Elizabethan Demonology
An Essay in Illustration of the Belief in the Existence of Devils, and the Powers Possessed By Them, as It Was Generally Held during the Period of the Reformation, and the Times Immediately Succeeding; with Special Reference to Shakespeare and His Works by
THOMAS ALFRED SPALDING, LL.B. (LOND.)
Barrister-at-Law, Honorary Treasurer of The New Shakespeare Society
London, 1880
This Essay is an expansion, in accordance with a preconceived scheme, of two papers, one on “The Witches in Macbeth,” and the other on “The Demonology of Shakespeare,” which were read before the New Shakespeare Society in the years 1877 and 1878. The Shakespeare references in the text are made to the Globe Edition.

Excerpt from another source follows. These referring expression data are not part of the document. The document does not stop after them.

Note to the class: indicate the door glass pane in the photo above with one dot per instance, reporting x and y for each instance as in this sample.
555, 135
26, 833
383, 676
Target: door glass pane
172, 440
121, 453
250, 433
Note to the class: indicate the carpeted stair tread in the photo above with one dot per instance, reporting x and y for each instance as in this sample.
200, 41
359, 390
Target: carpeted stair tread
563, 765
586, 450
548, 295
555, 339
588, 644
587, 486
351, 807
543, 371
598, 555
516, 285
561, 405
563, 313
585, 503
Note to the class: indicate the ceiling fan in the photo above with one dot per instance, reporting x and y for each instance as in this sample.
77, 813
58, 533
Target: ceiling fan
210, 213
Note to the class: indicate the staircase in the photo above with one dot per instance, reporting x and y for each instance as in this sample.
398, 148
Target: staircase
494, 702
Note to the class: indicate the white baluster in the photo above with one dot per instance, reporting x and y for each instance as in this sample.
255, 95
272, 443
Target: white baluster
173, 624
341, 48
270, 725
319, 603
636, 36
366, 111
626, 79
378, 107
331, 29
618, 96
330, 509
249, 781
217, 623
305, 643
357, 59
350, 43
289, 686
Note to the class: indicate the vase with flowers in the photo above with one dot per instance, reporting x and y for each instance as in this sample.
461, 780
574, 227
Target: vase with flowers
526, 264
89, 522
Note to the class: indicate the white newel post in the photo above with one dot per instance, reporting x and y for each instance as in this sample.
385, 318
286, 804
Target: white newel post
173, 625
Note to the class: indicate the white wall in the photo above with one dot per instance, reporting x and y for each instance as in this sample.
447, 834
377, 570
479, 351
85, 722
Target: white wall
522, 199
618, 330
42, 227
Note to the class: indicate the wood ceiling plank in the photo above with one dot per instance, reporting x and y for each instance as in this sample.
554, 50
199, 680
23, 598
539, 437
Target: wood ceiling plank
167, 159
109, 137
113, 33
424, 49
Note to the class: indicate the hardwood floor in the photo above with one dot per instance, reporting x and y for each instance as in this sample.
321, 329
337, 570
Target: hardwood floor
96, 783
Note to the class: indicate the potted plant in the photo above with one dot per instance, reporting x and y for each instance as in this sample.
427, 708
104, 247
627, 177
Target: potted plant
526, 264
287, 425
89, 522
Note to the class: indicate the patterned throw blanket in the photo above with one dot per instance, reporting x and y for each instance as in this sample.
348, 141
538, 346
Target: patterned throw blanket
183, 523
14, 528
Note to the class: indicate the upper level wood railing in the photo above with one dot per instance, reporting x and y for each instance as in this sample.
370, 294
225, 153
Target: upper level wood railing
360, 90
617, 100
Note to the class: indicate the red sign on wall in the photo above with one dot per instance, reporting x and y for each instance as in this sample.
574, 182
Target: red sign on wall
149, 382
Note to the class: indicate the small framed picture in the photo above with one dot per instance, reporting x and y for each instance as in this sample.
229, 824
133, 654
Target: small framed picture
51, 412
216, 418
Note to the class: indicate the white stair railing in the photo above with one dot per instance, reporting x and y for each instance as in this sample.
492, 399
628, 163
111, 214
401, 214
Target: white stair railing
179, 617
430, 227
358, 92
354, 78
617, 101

The writer’s best thanks are due to his friends Mr. F.J. Furnivall and Mr. Lauriston E. Shaw, for their kindness in reading the proof sheets, and suggesting emendations.
TEMPLE, October 7, 1879.
“We are too hasty when we set down our ancestors in the gross for fools for the monstrous inconsistencies (as they seem to us) involved in their creed of witchcraft.”
—C. LAMB.
“But I will say, of Shakespeare’s works generally, that we have no full impress of him there, even as full as we have of many men. His works are so many windows, through which we see a glimpse of the world that was in him.”—T. CARLYLE.